Oh god you need to bin her off.

I'm a single mum with a heavy career, get yourself a live in nanny and focus on your career and kids.

Your wife sounds bloody awful, you don't trust her. I'm sorry she has mental health issues but it doesn't mean she gets to behave like an asshole.

Life is way too short. Buy her out of the house if you can afford to.

GinandGingerBeer Sat 28-Oct-17 18:07:46

If you were to be the resident parent post split, then why would she be entitled to over half the assets! Who told you that?

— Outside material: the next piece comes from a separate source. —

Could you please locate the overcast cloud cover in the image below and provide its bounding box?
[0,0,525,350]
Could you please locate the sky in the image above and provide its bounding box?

Intercom Sat 28-Oct-17 18:09:13

You mentioned some conditions which were not diagnosed and medication which didn’t work. Has she had a diagnosis, or tried other medications? If not, then what is being done for her mental health at the moment? It sounds like she needs further help.

Wherearemymarbles Sat 28-Oct-17 18:16:19

Time to get ducks in a row.

It possible your solicitors view was that due to mh your wife is unemployable and you will have to financially support her for the rest of her life.

But you can make more money. You cant regain your youth. If she is suddenly hiding her phone she is likely up to no good.

You get nothing out of this relationship, she gets someone to pick up the pieces.